July 8 marks the 10th anniversary of the International Court of Justice (World Court) advisory opinion that "the threat or use of nuclear weapons would generally be contrary to the rules of international law applicable in armed conflict, and… of humanitarian law." The World Court also advised that the maintenance and building of nuclear weapons is a violation of Article VI of the Nuclear Nonproliferation Treaty. In the Court's view, "elimination of nuclear weapons is the only adequate response to the dilemma and risks posed by the nuclear age."

Not only is the United States in violation of that treaty, we violate our own Constitution, which asserts—also in Article VI, coincidentally--that "all Treaties made, or which shall be made, under the Authority of the United States, shall be the supreme Law of the Land; and the Judges in every state shall be bound thereby…."

These precepts are clear enough for any sixth-grader to grasp and yet our national policy toward nukes is wildly out of compliance and lacks any consistency. In short, it's a train wreck brought about by false starts, illegal initiatives and disastrous impulses. Consider:

* In the current issue of New Yorker magazine, Seymour Hersh documents how our top active generals had to stage an internal “revolt” three months ago to prevent our president and vice-president from including dropping a nuclear bomb on Iran as part of our contingency plans for dealing with that country.

* Instead, for the time being we're encouraging negotiations between European nations and Iran. One of the enticements Europe is offering Iran is a light-water nuclear reactor, the same sort the Bush administration criticized Bill Clinton for offering North Korea. When the deal went down, however, none other than Donald Rumsfeld sat on the board of directors of the company that designed the North Korean reactors, according to the May 9, 2003, issue of The Guardian.

* We recently signed a pledge to provide a continuing stream of nuclear fuel to India—fuel that could be turned into weapons-grade materials--even though India actually did what Iran only threatens. The predictable result, according to many, will be a nuclear arms race involving India, Pakistan, China, North Korea and others.

* We bombed, invaded and occupied Iraq based on “false intelligence” that Saddam Hussein was on the verge of building nuclear weapons, but when it comes to North Korea, which is actually firing off real missiles, we've decided multi-lateral negotiations are the way to go.

* We're selling nuclear energy programs at home and abroad through tax incentives and other enticements, while responding like a drunken sailor—with threats, bribes, insults, winks and nods--to nations who use such technologies—surprise--to build weapons.

* We wink at our biggest ally in the Middle East, Israel, which harbors nukes while claiming not to, even as we threaten to bomb Israel's enemies for trying to join the club.
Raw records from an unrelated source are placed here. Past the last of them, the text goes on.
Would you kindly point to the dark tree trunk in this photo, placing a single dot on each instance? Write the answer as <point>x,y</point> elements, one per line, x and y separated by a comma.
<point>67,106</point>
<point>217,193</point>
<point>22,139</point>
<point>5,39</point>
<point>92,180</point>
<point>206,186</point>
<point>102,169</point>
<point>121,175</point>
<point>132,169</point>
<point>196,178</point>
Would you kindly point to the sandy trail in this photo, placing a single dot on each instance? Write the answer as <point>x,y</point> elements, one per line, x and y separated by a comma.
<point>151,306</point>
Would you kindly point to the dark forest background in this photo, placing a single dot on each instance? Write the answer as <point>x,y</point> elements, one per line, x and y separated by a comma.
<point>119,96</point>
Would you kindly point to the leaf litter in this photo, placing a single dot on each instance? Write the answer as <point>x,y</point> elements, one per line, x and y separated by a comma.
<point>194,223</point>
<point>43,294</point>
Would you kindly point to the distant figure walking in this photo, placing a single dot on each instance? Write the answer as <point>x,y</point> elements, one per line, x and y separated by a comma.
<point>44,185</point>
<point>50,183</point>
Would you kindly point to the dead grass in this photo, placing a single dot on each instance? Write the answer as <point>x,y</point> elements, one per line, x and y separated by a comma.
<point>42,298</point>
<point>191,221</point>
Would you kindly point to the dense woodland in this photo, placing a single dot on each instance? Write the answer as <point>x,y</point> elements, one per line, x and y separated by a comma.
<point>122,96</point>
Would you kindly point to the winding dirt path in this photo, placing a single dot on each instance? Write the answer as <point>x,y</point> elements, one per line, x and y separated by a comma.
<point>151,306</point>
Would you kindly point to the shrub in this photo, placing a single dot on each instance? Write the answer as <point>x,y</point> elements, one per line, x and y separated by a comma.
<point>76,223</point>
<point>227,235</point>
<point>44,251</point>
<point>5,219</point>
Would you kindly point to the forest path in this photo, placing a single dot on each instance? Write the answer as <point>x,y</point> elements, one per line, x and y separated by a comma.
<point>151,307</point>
* Meanwhile, silently ticking away are thousands of leftover Soviet nukes waiting to be purchased on the black market. Tantalizing reports in a variety of sources suggest that Valerie Plame, the CIA agent outed by the Bush / Cheney administration, made a career trying to prevent such black market deals. More on this later.

* By far the most glaring inconsistency in our nuclear policy is the gap between what we say and what we do. While it's true we're dismantling hundreds of aging nuclear weapons of uncertain reliability, we're recycling much of that material in preparation for building a new arsenal, if Bush's many plans go through.

* There's ample reason to suspect our current leadership is hell-bent on using nuclear weapons even before Bush leaves office.

If you can find the thread of a coherent or consistent U.S. nuclear policy in the above list I'd love to hear about it. To me, it amounts to a formula for spreading nuclear know-how and materials, with a radioactive world as the inevitable end result.

To get an idea of OREPA's nuclear philosophy, however, run the film in reverse. These outspoken people believe we can and should begin putting the nuclear genie back in the bottle by applying US and international law as a funnel for accomplishing just that. More power to them.